Ripubblico qui una serie di miei tweet scritti di getto stasera in risposta alle richieste di debunking. Perdonate concisioni e imprecisioni.

1. Girano in Rete delle immagini di una bambina col vestito apparentemente insanguinato. Sono false, e su questo siamo tutti d'accordo.


2. Il fotografo è stato beccato in Egitto insieme ai suoi complici.

3. C'è chi sta usando questo episodio per dire che tutte le immagini prodotte su #Aleppo dai media sono false o inattendibili.

4. Questo è un ragionamento illogico: il fatto che una foto sia falsa non significa che lo sian tutte.
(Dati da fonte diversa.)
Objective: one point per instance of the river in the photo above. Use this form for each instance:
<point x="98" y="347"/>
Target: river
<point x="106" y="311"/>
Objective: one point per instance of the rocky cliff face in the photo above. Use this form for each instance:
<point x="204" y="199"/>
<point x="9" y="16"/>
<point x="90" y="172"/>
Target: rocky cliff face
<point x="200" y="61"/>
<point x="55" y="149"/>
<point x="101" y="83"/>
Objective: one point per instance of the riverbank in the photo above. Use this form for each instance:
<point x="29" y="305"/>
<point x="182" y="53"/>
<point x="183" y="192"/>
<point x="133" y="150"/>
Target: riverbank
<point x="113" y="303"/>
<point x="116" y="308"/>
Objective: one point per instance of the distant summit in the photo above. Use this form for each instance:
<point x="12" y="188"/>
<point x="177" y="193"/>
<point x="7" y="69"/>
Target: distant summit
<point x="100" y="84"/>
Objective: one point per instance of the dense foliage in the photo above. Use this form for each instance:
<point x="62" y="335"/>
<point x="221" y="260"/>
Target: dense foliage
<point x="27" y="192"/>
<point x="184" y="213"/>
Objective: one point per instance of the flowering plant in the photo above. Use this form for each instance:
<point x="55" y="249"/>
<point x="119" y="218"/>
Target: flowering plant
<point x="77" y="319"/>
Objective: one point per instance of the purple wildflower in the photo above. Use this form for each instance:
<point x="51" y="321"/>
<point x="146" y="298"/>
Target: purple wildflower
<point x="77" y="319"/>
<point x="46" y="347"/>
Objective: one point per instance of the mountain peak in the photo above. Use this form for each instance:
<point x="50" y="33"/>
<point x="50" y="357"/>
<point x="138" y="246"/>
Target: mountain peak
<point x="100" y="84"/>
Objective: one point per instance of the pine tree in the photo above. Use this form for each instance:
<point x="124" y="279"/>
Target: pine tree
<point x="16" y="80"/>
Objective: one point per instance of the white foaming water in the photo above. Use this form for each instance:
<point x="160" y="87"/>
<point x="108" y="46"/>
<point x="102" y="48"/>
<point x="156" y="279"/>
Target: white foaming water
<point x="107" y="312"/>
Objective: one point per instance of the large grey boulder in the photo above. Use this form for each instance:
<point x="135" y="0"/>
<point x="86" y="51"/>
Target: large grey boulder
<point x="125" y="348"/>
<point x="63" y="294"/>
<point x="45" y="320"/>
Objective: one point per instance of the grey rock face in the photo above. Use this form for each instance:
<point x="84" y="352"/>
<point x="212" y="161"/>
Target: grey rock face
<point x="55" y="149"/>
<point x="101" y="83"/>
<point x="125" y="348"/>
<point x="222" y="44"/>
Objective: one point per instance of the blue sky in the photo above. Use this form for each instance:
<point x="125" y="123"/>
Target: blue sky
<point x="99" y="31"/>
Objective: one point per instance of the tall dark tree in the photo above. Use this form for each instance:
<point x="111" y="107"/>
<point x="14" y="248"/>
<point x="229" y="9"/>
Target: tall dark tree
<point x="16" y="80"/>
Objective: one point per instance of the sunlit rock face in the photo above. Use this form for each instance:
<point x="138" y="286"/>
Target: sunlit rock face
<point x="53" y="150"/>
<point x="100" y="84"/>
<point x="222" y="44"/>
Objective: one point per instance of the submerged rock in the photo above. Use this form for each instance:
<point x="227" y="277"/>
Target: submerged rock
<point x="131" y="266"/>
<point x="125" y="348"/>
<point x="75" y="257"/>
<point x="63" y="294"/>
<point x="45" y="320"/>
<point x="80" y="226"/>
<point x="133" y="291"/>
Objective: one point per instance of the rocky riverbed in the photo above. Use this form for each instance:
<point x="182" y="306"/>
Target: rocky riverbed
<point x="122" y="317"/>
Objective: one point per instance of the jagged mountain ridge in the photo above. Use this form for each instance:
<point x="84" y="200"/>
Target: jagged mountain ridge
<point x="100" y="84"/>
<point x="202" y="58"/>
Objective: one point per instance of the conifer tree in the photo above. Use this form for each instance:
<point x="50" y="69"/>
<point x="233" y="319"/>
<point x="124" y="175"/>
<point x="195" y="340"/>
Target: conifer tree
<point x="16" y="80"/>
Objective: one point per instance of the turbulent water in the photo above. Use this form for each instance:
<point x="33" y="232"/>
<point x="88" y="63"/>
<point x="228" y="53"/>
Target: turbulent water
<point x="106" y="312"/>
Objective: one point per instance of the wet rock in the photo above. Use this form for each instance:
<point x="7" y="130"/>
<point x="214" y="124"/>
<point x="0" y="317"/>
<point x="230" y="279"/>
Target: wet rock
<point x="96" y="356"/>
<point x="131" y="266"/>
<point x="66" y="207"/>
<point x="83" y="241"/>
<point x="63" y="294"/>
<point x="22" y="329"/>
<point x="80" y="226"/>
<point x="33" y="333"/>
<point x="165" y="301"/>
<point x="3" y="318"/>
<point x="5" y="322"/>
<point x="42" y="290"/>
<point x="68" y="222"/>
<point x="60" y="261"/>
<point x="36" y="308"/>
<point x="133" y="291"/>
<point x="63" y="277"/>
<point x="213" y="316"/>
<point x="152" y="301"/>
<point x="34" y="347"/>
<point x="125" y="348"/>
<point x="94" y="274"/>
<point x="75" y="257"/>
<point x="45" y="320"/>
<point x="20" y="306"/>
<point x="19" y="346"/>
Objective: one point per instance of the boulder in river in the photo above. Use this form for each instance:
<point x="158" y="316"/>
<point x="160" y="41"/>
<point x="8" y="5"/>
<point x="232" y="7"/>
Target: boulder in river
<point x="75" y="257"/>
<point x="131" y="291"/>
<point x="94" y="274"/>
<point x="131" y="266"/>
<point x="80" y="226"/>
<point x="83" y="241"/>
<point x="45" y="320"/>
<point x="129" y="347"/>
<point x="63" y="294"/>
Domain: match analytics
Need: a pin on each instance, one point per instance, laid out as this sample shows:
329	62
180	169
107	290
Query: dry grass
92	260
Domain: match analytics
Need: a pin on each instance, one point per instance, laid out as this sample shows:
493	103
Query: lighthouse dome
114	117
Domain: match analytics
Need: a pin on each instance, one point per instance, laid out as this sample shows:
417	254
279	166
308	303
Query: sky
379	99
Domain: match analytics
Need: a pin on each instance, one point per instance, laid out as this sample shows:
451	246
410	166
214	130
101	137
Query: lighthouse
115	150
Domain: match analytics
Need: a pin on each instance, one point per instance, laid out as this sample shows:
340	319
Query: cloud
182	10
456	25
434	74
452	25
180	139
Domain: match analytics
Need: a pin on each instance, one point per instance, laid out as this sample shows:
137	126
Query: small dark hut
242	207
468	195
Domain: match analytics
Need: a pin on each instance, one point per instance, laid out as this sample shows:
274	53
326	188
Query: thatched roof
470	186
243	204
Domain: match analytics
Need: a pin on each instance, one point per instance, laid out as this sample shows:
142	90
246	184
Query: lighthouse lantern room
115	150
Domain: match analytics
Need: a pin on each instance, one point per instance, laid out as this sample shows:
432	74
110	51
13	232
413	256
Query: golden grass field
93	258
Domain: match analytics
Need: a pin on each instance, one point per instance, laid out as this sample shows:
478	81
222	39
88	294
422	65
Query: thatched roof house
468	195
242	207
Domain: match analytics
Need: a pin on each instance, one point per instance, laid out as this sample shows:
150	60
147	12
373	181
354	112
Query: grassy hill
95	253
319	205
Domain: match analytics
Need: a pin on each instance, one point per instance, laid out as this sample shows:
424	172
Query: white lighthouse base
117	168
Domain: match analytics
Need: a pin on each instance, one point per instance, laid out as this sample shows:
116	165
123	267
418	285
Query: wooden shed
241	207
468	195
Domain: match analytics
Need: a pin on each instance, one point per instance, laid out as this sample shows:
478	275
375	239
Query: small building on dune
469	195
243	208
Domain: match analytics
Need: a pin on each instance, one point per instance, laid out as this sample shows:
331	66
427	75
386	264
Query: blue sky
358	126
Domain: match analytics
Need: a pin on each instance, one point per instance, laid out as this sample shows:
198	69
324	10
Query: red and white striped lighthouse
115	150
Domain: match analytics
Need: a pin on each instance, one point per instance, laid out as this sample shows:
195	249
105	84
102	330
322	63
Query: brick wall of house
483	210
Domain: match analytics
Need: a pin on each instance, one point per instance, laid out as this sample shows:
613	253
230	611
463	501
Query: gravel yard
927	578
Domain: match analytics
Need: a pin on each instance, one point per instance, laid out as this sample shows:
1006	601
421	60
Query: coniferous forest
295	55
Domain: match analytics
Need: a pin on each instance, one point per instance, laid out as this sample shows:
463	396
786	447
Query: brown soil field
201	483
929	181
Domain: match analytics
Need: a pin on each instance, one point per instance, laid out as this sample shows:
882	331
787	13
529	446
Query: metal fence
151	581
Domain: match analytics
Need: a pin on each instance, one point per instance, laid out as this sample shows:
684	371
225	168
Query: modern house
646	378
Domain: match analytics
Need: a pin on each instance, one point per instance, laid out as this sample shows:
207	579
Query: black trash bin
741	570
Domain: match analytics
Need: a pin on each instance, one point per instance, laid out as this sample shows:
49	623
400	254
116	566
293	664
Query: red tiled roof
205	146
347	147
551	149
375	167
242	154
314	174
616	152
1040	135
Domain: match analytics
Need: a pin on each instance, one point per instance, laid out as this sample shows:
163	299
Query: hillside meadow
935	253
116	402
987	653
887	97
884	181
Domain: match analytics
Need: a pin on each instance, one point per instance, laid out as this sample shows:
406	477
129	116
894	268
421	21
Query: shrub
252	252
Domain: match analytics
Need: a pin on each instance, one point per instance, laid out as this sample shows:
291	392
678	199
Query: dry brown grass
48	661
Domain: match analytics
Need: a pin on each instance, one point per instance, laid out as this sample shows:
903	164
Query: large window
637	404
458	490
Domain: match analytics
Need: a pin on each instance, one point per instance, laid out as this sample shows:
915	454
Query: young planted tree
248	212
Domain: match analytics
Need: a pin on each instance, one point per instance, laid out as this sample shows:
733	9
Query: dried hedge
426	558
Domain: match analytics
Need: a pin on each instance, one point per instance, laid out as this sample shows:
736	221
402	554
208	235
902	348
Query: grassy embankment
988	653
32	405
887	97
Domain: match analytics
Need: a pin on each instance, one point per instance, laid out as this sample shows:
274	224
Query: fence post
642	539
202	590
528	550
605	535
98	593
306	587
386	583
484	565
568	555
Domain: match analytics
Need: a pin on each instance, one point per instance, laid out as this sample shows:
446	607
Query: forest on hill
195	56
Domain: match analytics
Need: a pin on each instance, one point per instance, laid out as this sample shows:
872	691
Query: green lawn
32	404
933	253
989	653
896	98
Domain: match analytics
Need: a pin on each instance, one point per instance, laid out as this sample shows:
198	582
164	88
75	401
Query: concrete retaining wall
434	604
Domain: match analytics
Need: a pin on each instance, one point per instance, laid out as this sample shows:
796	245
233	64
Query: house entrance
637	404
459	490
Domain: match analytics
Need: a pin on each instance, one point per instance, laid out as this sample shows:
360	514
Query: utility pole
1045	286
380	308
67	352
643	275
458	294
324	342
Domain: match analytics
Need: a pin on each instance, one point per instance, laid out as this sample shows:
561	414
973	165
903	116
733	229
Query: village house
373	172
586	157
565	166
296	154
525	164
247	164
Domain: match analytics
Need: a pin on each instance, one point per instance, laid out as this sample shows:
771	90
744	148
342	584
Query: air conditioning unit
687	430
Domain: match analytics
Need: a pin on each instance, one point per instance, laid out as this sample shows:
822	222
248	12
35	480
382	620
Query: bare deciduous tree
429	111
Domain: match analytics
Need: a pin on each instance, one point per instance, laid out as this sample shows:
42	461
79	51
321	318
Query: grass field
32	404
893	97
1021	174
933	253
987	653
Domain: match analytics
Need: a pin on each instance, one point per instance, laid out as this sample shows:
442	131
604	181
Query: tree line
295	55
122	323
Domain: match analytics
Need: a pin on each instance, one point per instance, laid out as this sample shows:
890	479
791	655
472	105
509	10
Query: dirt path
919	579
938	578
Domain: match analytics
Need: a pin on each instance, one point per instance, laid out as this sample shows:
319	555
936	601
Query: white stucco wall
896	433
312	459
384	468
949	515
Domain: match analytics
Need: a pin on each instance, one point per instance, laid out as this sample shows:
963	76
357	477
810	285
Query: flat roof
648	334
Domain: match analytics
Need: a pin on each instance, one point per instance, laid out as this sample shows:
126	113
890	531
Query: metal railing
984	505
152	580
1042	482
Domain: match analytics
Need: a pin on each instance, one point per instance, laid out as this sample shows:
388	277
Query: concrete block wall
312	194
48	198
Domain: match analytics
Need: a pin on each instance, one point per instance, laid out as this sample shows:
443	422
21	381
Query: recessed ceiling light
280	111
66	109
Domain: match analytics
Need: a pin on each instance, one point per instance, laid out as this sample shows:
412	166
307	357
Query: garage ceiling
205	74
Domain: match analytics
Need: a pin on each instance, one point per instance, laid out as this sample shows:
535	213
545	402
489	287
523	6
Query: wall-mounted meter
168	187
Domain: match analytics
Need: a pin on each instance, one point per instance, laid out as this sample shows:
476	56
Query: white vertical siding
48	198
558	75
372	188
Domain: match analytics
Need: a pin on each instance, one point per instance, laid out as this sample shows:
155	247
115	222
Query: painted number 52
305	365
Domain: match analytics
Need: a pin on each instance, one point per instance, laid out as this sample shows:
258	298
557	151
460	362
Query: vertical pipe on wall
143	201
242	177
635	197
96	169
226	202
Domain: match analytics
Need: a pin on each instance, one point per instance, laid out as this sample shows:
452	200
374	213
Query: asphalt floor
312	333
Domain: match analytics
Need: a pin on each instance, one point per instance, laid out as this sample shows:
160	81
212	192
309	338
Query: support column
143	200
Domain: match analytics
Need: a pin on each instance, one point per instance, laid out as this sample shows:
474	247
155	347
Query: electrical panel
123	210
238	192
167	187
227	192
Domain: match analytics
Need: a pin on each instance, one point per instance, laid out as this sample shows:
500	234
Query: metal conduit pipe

Le foto vanno autenticate una per una.

5. Ci sono foto attendibili (provenienti da fotoreporter di indubbia reputazione), ma ci sono (da sempre) anche le foto fatte da sciacalli.

6. Se non ci sono prove che queste foto false sono state commissionate dai media, un'ipotesi ragionevole è che siano opera di sciacalli.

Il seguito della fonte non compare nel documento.